In the 12 years since Joe Swanberg released his debut feature, Kissing on the Mouth, he has emerged as one of America’s finest filmmakers, with a vast and varied filmography. One major facet of the wonderfully rich tapestries Swanberg’s works represent is the collaborative nature of his filmmaking process. Unlike many directors, he regards his actors as co-equal creators, making extensive use of improvisation and often giving them co-writer credit.
In recent years, Swanberg’s most fruitful collaboration has been with Jake Johnson, best known for the Fox sitcom New Girl. Previously, they worked together on Drinking Buddies and Digging for Fire, and with Win It All, they have come up with yet another beauty, a film which transforms extremely familiar genre elements into an infectiously comedic movie full of vividly detailed portraits. Swanberg and Johnson’s third collaboration—they co-wrote and co-produced—continues a potent creative winning streak, in sharp contrast to the track record of the hapless gambling addict Johnson portrays.
Win It All is thematically similar to Swanberg’s three previous features (including Happy Christmas) in that it features a protagonist confronted with the choice of embracing full adulthood—along with the maturity and responsibilities that entails—or continuing to operate in a state of arrested development. Eddie Garrett (Johnson) is an unrepentant gambling fanatic, putting all of whatever money he makes working odd jobs on the line at underground casinos in Chicago’s Chinatown.
Eddie loses far more often than he wins. As such, he exists in a precariously marginal fashion, always on the edge of financial collapse, looking over his shoulder in fear of running into various people he owes money to. His family and friends—including his older brother (Joe Lo Truglio), sister-in-law (Kris Swanberg), and Gamblers Anonymous sponsor (Keegan-Michael Key)—urge him to change his self-destructive path, to no avail.
Suddenly, an old acquaintance, Michael (Jose Antonio Garcia), shows up with the proverbial offer Eddie can’t refuse. Michael asks Eddie to keep a duffle bag in his apartment while he does prison time for about six months or so, with strict orders for Eddie not to open the bag. If Eddie follows through, Michael promises a reward of $10,000 when he returns; Eddie accepts without an ounce of hesitation.

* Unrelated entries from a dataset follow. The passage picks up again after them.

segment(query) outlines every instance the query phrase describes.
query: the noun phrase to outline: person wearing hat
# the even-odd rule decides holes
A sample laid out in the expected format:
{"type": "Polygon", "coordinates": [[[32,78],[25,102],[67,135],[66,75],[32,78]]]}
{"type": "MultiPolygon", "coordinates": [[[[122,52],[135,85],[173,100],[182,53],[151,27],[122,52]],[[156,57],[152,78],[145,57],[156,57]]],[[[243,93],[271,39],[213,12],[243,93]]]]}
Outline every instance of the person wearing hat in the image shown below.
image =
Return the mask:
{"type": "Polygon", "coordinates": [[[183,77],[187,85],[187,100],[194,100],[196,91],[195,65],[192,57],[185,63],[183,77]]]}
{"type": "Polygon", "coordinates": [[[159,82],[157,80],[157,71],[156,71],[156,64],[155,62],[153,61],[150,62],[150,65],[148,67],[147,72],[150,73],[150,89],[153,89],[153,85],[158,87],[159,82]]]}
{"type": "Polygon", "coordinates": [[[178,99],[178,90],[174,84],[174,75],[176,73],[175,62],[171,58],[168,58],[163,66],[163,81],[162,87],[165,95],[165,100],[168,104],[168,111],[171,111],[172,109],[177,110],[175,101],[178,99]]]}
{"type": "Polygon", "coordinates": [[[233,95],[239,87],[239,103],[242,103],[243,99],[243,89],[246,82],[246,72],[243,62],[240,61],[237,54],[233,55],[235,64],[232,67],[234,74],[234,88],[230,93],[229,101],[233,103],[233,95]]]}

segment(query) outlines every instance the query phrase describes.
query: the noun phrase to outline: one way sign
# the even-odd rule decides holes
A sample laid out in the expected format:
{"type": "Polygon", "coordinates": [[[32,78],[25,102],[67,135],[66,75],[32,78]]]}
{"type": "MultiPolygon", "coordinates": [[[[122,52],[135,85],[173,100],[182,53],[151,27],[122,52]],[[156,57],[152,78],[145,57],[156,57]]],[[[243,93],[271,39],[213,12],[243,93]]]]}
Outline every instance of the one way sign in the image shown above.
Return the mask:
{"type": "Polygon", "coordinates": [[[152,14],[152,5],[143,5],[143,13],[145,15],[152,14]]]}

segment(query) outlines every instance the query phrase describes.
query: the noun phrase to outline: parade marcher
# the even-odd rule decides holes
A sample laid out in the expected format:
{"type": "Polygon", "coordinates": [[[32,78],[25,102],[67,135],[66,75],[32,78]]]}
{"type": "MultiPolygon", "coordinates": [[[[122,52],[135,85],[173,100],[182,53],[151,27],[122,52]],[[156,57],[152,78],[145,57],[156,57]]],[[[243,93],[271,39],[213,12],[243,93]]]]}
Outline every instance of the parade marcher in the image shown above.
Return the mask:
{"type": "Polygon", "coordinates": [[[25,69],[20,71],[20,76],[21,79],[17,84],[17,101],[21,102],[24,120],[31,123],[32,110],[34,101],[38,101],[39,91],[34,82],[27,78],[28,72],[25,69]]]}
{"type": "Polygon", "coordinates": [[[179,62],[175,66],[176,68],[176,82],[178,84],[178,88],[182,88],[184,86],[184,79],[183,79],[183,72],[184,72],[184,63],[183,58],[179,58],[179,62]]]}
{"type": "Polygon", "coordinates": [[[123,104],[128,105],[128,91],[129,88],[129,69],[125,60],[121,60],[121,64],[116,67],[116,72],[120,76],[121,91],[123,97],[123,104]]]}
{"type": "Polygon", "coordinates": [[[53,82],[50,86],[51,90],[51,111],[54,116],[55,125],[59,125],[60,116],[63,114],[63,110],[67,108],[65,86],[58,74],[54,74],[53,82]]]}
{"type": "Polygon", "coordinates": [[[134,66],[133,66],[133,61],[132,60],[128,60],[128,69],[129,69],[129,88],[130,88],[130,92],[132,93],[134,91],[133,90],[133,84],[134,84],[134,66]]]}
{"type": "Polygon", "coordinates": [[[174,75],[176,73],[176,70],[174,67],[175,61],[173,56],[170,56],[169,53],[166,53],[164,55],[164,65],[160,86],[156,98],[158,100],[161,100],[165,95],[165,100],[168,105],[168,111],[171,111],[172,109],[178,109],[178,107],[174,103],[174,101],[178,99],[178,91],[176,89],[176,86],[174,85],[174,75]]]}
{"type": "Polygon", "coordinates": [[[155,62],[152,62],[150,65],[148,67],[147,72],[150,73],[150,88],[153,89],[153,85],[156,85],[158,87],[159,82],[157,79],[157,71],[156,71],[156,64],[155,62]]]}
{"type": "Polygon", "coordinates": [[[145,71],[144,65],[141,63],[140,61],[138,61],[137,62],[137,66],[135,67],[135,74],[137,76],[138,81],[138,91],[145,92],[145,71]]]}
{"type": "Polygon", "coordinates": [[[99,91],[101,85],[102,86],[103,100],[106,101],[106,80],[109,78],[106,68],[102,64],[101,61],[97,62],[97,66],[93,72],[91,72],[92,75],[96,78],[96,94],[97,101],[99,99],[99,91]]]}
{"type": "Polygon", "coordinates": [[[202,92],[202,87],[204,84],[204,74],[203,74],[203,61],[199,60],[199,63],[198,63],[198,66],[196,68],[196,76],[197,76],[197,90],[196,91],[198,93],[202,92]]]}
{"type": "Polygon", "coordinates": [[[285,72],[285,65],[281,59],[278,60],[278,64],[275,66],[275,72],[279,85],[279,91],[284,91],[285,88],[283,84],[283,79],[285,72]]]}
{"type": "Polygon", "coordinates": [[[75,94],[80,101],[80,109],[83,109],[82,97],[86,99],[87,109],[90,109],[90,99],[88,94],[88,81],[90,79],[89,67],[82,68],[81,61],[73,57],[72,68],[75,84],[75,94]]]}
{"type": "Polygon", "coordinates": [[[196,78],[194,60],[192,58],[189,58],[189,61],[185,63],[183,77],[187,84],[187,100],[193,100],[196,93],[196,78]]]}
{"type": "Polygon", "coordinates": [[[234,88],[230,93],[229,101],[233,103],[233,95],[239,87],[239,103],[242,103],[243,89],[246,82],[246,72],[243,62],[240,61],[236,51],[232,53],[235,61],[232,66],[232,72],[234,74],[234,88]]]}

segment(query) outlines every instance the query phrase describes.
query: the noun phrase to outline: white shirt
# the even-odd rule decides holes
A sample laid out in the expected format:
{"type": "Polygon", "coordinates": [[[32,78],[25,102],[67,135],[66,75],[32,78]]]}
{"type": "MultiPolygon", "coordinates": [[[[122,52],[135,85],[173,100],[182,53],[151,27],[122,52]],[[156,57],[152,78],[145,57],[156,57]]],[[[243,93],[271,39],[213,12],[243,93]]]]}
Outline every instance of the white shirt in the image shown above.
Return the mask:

Predictably, curiosity gets the better of Eddie, and he opens the bag. Buried under some ominous-looking metal tools and gnarled rope is a huge amount of bundled cash. Anyone who’s ever seen a movie can easily guess what happens next and know this can’t end well. So, of course, Eddie starts gambling with the money. And, again of course, he falls deeply into debt, tracked with an onscreen tally of the amount he currently owes Michael, a sum that quickly grows to a frighteningly large number.
Like many addicts, Eddie eventually arrives at the come-to-Jesus realization now that he has hit rock bottom and decides to straighten up and fly right. He goes to his older brother and offers to work for him at their late father’s landscaping business, a job that he has refused for many years, to earn back the money he lost gambling. To his surprise, Eddie finds great satisfaction in manual labor and earning a steady paycheck. To sweeten the deal, Eddie meets Eva (Aislinn Derbez), a nurse and single mother whom Eddie can envision settling down with.
Unfortunately, fate takes an extremely cruel turn, and just as things seem to be coming together for Eddie, they very quickly fall apart: Michael calls Eddie from prison and informs him that he’s getting released early and will be home in a few days. (The wide-eyed expression on Eddie’s face as he gets the news is worth the price of admission alone.)
Win It All may have a very familiar-sounding story, but Swanberg’s artistry lies entirely in the details and execution. Shot on 16mm, the movie has a warm ’70’s vibe evoking, among other films, Robert Altman’s classic California Split. Eon Mora’s beautifully burnished cinematography retains its celluloid-like texture even through viewing on the small screen.
Swanberg also excels in capturing the multicultural flavors and textures of modern American cities. Eddie interacts with many characters who, even in the brief time some of them appear, convey full lives and come across as much more than simply background or peripheral characters. The bar scenes are just many artfully staged examples of how Swanberg revels in the beauty of humanity and camaraderie.
Win It All is also a very funny film, Swanberg’s funniest yet. The humor is greatly enhanced by the way Swanberg and Johnson bring out each other’s best qualities. Swanberg’s visual acuity and sharp character insights lend deeper shadings to the impulsive and immature roles Johnson often plays, while Johnson’s expert comic timing and charismatic, sympathetic presence proves the ideal canvas upon which Swanberg can successfully bid for mainstream appeal without compromising the qualities that have made him such a valuable, important filmmaker.
Thanks to Netflix, Win It All will be Swanberg’s most widely distributed—and hopefully viewed—work to date. If the larger profile this potentially affords Swanberg helps him become a much more recognized name among the general public, it would hardly have happened to a more deserving director.